Änderung der Kostenverteilung: Wenn die Teilungserklärung es nicht regelt und auch kein Beschluss existiert, werden Kosten in einer WEG grundsätzlich nach MEA umgelegt. Manchmal sind andere Umlageschlüssel aber passender. Beispiel Treppenhausreinigung: Bei Umlage nach Anzahl der (Wohn­) Einheiten zahlt jeder den gleichen Betrag. Für Treppenhauslicht oder Müll ist vielleicht die Personenzahl der beste Maßstab.

Sie können die Umlageschlüssel auf der Eigentümerversammlung per Mehrheitsbeschluss ändern.

Seit der WEG-Reform 2020 dürfen Sie Umlageschlüssel mit einfacher Mehrheit auf der EV dauerhaft für die Zukunft ändern. Allerdings müssen die Kosten konkret benannt werden (z.B. Aufzug, Winterdienst, Hausmeister…) – Sie dürfen nicht einfach den gesetzlichen Standard MEA durch Quadratmeter oder Personenzahl ersetzen. Natürlich können Sie auch direkt eine ganze Reihe von Kosten neu „besetzen“.

Der Gesetzestext spricht von einzelnen Kosten und bestimmten Kostenarten. Damit ist gemeint:

  • Einzelne Kosten: Das gab es auch schon vor der Reform: Sie können die Kostenverteilung für konkrete, einmalig anfallende Kosten festlegen, ohne die Verteilung dauerhaft zu ändern. Zum Beispiel: „Dem Eigentümer X wird gestattet, auf eigene Kosten eine neue Wohnungstür einbauen zu lassen.“ (Ja korrekt, die Wohnungstür gehört zum Gemeinschaftseigentum!) Aber selbst hier sind Sie an die sog. Maßstabskontinuität bei Folgebeschlüssen gebunden. Sie können ja nicht bei Eigentümer X beschließen, dass er die Wohnungstür auf seine Kosten austauschen darf, wenn zwei Jahre später die neue Tür von Eigentümer Y nach MEA auf alle umgelegt wird.
  • Kostenarten: Das sind die regelmäßig wiederkehrenden Positionen, die Sie aus der Abrechnung kennen: Hausmeister, Allgemeinstrom, Bankgebühren, Verwaltungskosten usw. Die tauchen ja jedes Jahr erneut auf. Seit der WEG-Reform können sie deren Umlageschlüssel mit Mehrheitsbeschluss ändern. Früher ging das nur bei Betriebskosten.

Austausch der Fenster:

Neu ist, dass man jetzt auch mit einfacher Mehrheit die Kosten bestimmter Bauteile regeln kann. Das ist im Sinne der Gleichbehandlung nur zu empfehlen! Sie können jetzt z.B. beschließen, dass jeder Eigentümer die Kosten von Reparaturen „seiner“ Fenster selbst trägt. Das gilt dann für die Zukunft. Sofern keine greifbare Maßnahme anstand, ging das früher nicht – man hätte die Teilungserklärung ändern müssen, jetzt nicht mehr.

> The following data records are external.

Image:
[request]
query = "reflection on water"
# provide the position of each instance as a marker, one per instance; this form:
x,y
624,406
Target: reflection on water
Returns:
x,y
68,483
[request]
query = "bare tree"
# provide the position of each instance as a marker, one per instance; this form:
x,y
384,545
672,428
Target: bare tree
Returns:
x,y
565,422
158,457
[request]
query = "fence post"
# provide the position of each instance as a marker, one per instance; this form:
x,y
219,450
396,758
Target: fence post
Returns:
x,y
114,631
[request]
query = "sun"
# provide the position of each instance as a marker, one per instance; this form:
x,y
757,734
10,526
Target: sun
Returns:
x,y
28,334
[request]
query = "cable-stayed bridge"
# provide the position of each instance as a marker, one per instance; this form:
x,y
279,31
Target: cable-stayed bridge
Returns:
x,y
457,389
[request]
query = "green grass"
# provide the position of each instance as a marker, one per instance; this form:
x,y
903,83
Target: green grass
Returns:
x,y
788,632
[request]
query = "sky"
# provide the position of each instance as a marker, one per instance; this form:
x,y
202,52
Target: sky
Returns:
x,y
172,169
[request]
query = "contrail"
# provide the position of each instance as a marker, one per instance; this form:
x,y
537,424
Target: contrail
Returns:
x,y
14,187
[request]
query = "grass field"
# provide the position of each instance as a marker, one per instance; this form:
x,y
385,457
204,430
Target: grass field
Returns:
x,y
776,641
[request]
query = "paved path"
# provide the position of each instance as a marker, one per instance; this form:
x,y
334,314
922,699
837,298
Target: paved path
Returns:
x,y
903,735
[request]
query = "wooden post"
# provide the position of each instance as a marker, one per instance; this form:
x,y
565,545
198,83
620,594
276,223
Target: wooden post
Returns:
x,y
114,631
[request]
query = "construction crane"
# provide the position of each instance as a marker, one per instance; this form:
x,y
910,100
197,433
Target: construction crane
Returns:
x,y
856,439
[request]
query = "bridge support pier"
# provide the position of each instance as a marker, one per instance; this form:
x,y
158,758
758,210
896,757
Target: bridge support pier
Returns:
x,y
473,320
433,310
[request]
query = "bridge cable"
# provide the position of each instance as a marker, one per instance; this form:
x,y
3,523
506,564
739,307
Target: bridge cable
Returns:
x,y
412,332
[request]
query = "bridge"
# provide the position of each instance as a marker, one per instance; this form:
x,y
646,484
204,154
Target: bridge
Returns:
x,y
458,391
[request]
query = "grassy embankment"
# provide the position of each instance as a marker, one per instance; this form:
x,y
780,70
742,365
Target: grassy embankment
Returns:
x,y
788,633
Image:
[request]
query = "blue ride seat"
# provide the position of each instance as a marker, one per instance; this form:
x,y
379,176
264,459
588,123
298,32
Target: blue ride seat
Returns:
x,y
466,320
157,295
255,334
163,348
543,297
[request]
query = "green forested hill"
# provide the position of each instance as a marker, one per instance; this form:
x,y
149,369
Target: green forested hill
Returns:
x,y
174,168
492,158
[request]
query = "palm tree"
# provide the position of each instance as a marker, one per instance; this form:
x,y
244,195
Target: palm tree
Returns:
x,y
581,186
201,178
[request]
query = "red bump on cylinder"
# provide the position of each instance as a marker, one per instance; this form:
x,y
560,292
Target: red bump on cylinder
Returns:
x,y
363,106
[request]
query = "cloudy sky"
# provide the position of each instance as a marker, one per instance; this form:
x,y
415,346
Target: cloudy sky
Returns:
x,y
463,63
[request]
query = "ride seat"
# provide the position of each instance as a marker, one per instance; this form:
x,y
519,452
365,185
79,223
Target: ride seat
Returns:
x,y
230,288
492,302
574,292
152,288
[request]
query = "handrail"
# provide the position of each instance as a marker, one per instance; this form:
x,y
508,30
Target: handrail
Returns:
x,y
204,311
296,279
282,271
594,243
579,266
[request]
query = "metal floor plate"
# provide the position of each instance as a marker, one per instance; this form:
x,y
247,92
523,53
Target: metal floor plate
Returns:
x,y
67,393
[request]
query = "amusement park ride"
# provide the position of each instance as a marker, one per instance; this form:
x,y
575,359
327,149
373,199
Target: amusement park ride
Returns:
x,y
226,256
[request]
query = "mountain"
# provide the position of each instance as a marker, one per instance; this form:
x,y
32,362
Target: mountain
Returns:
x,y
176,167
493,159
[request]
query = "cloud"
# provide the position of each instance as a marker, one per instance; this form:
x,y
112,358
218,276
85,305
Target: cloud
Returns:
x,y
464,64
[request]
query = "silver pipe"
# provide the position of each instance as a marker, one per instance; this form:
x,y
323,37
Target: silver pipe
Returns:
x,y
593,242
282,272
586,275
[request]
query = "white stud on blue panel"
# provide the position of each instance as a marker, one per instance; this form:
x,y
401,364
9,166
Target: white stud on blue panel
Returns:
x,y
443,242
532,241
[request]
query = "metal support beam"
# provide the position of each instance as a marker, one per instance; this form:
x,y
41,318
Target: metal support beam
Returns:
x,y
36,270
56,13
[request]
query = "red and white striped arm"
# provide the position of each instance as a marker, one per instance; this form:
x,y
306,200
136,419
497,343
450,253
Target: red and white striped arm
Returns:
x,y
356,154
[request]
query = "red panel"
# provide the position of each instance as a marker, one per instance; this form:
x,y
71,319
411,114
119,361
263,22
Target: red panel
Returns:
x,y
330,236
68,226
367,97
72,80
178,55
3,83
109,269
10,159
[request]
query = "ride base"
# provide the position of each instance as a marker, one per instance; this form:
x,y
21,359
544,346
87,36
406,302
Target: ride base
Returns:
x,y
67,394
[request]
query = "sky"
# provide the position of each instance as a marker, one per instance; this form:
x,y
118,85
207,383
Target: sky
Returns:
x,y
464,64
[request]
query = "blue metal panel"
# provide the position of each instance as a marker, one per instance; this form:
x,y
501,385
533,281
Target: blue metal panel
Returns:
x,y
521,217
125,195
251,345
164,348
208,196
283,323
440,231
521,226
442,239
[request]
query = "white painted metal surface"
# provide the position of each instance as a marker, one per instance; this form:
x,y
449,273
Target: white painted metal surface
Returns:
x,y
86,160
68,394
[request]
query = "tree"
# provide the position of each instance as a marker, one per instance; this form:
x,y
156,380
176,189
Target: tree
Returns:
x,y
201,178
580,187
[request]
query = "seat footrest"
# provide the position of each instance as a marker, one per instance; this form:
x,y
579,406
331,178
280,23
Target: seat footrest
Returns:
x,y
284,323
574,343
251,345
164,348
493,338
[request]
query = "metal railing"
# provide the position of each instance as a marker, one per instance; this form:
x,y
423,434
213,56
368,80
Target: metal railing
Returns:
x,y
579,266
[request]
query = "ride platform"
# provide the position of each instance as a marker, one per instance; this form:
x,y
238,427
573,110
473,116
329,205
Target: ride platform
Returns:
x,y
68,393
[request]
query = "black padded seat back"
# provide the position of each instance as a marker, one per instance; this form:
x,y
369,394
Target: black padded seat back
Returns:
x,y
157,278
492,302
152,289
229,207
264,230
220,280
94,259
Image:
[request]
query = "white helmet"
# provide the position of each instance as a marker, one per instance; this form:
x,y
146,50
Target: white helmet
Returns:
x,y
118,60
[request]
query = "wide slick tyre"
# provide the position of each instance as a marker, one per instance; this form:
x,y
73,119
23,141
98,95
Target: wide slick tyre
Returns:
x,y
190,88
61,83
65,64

Auch wenn Sie das beschließen – Fenster und Wohnungstüren sind Gemeinschaftseigentum. Sie haben dann zwar die Kosten geklärt, sollten die WEG aber trotzdem um Genehmigung bitten, wenn Sie Wohnungstür oder Fenster erneuern lassen möchten.

Keine Willkür

Die neuen Umlageschlüssel müssen verteilgerecht sein und dürfen niemanden willkürlich benachteiligen. Richtig, es geht um Willkür. Jede Änderung der Umlage verschiebt die Kostenlast ja zwischen den Eigentümern. Der Gesetzgeber räumt Ihnen einen Ermessensspielraum ein, weil sonst immer jemand die Änderung verhindern könnte, weil er mehr zahlt als vorher. Willkür bedeutet z.B.: „Wohnung 5 zahlt die gesamten Versicherungsprämien alleine“. Das wäre unzulässig.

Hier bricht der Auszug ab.